Viene da chiedersi come abbia fatto lo sceneggiatore, Gary Dauberman, a trarre da un libro così denso una sceneggiatura tanto ripetitiva. Anche il presupposto del “rito” necessario a sconfiggere l’entità – che richiede a ogni componente del gruppo di ripescare dal proprio passato a Derry un oggetto significativo – contribuisce alla macchinosità di un meccanismo narrativo che impiega due terzi di film a mettersi in moto, per poi schizzare dritto verso un finale che, contro ogni aspettativa, anche dopo più di due ore passate davanti allo schermo, riesce a risultare comunque frettoloso e sbrigativo.

Un giro sulla giostra dei jump scare

Là dove il primo capitolo riusciva, se visto senza troppe pretese, a tenere incollati allo schermo grazie a un incedere della trama capace di alternare svolte narrative a momenti di puro spavento, questo secondo film si ritrova incastrato in un meccanismo tanto ripetitivo da diventare quasi snervante. E la durata esagerata (ben 169 minuti) non aiuta. Non che il primo film mettesse in scena un “tipo di spavento” particolarmente raffinato, questo va detto. L’utilizzo della paura “artificiale” innescata dall’uso continuo di jump scare – approccio da casa degli orrori dei luna-park tipico dell’horror di cassetta moderno – non era di certo contenuto, ma quantomeno era ben calibrato e il giro sulla giostra faceva arrivare lo spettatore soddisfatto alla fine del giro.

In questo secondo film invece la giostra non solo è troppo lunga, ma è mal progettata, alle volte avanza troppo veloce e altre decisamente troppo, troppo lenta. E talvolta sembra perfino incepparsi, permettendo al passeggero di sporgersi oltre la propria carrozza e vedere il manichino dietro la maschera del mostro (una delle svariate forme assunte da It) e tutti gli ingranaggi che lo muovono. Si arriva perfino al punto di riuscire a capire con precisione quando sopraggiungerà il prossimo spavento.

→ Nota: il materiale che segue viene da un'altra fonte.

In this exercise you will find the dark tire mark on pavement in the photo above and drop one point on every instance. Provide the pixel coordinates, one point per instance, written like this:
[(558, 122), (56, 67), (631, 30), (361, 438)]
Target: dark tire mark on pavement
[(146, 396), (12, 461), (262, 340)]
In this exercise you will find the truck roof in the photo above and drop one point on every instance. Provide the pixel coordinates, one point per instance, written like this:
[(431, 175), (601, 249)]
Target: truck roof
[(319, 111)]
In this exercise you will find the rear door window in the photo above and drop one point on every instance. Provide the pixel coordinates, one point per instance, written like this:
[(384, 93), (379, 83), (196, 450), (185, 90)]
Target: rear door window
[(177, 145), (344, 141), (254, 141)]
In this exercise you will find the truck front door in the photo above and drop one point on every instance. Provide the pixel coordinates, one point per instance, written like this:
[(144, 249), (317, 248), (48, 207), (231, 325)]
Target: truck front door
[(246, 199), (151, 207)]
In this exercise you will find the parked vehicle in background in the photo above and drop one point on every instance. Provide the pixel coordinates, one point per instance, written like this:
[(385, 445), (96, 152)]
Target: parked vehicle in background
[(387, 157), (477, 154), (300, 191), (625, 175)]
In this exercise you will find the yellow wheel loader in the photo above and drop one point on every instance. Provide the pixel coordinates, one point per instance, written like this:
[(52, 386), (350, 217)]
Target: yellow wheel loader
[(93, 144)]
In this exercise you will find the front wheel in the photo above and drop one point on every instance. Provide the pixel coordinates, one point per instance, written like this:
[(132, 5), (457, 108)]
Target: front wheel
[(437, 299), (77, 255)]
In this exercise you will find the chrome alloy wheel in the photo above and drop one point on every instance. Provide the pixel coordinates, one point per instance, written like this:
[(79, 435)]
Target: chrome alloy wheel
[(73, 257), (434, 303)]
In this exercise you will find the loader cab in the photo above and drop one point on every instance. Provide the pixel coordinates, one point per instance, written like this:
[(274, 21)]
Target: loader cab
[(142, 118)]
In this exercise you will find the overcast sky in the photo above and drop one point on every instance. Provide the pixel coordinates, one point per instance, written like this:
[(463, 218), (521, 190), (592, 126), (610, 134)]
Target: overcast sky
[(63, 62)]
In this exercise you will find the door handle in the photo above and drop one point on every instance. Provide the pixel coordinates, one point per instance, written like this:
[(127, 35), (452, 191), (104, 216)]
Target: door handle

Già, perché per buona parte del secondo atto il film segue lo stesso schema ripetuto: uno dei personaggi arriva nel posto che gli scatena il ricordo, flashback spaventoso (o che almeno ci prova) che ci mostra il suddetto ricordo, poi ritorno al presente quindi ecco un’altra scena spaventosa in quello stesso posto. E così via.

Grottesco o involontariamente comico?

Anche nel capitolo del 2017 capitava di sorridere o perfino ridere – in genere grazie alle continue battute di Richie – mentre l’espressività, la parlata e le movenze grottesche di Pennywise contribuivano ad aumentarne l’aspetto inquietante. Ed è forse proprio perché avevano funzionato tanto bene la prima volta, che in questo caso si è deciso di premere così tanto l’acceleratore su questi aspetti. L’umorismo di It – capitolo 2 risulta quasi sempre inadeguato, fuori luogo, e soprattutto a volte è difficile capire se la risata sia un effetto ricercato dagli autori o meno.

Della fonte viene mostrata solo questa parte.